Training and Education
There are no formal educational requirements for fitness instructors, but most jobs require certification classes in their specialized field. Certification generally must be renewed every two years. In addition, most fitness workers must be certified in cardiopulmonary resuscitation (CPR), and some employers require first aid training.

Excellent physical fitness and health is extremely important for a fitness instructor career, due to the nature of the job. Instructors should also be outgoing, good motivators and sensitive to others' needs.

Opportunities
Fitness trainers help clients assess their personal fitness level and help them set and attain their fitness goals. They also demonstrate exercise techniques and keep records of their clients' exercise sessions and progress. Personal trainers work with clients one-on-one in a gym or at home. Aerobics instructors conduct group exercise classes that emphasize aerobic exercise, stretching and muscle conditioning.

Seasonal employment is common in this field; some college students and teachers work as fitness instructors when school is not in session.
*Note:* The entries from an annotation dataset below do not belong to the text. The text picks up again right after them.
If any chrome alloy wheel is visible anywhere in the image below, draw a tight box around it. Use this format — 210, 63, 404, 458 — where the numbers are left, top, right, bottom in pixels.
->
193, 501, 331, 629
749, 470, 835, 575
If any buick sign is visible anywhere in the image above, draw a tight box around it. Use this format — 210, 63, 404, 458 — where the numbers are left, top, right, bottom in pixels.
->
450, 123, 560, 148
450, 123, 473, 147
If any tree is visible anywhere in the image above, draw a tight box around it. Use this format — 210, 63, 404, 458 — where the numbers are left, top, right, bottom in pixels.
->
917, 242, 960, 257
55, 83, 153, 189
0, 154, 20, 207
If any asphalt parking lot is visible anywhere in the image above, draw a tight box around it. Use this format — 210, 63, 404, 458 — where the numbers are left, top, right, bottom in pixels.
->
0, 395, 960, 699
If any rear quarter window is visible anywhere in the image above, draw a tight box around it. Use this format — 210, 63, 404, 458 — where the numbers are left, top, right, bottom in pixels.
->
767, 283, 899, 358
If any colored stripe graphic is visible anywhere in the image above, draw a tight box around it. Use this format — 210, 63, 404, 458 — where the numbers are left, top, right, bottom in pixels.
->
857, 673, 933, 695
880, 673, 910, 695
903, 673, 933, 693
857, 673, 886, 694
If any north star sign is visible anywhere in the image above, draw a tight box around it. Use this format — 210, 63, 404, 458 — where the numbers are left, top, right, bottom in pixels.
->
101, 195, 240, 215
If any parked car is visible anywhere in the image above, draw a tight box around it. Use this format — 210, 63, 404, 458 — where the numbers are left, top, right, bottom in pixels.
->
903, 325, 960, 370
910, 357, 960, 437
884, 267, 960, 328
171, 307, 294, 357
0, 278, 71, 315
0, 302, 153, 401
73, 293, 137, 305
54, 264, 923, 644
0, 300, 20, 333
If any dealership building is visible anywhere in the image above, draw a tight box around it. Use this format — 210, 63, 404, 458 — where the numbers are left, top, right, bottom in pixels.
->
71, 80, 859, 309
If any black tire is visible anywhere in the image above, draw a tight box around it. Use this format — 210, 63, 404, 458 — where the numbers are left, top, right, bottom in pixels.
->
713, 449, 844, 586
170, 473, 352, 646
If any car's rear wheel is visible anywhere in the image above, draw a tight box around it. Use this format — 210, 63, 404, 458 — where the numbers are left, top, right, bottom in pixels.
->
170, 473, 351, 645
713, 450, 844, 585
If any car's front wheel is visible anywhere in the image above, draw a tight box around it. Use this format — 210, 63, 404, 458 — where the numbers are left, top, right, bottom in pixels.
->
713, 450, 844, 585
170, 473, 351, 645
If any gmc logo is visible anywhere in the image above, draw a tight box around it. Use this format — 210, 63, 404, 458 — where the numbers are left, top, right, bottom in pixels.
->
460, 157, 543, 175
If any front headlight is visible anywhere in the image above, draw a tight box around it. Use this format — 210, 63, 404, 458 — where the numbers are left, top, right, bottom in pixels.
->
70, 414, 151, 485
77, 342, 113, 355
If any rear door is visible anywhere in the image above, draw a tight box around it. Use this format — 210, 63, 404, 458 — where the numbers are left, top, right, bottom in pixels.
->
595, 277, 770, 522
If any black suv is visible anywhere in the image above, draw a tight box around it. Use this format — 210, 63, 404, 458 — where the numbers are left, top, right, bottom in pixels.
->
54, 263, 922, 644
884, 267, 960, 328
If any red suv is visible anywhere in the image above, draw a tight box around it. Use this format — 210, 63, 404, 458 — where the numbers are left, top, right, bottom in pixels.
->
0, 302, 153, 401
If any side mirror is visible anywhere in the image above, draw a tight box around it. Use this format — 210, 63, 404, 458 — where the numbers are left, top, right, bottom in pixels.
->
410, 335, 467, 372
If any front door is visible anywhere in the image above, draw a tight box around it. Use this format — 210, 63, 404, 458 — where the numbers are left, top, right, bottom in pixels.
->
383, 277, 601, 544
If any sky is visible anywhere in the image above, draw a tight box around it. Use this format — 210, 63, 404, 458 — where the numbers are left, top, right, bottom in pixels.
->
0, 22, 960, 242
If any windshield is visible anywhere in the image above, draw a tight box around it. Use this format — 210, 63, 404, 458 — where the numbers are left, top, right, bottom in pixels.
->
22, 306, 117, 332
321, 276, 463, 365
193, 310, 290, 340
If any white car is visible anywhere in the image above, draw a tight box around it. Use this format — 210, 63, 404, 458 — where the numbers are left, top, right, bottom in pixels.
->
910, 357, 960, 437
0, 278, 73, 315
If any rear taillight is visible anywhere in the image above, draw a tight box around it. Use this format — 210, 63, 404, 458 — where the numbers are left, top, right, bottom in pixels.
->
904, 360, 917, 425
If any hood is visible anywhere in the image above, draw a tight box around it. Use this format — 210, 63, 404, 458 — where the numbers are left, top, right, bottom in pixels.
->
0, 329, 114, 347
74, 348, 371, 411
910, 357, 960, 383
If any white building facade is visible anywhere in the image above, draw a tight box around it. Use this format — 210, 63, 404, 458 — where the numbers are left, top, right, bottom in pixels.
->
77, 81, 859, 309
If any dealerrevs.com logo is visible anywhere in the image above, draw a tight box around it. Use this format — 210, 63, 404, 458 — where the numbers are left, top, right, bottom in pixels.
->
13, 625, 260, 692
Pros and Cons of a Career in Fitness
This job is ideal for outgoing, energetic, healthy people who can't stand the idea of wearing a suit and tie. The hours are generally regular. However, the physical nature of the job puts workers at risk for injuries.

Salary
Median hourly earnings of fitness instructors and trainers were $11.51 in 2002, according to the BLS.

Job Outlook
Fitness training and instructing jobs are expected to grow much faster than average through 2012, due to increased public interest in fitness activities. As people spend more time and money on gym memberships and other wellness programs, job opportunities will grow to keep pace.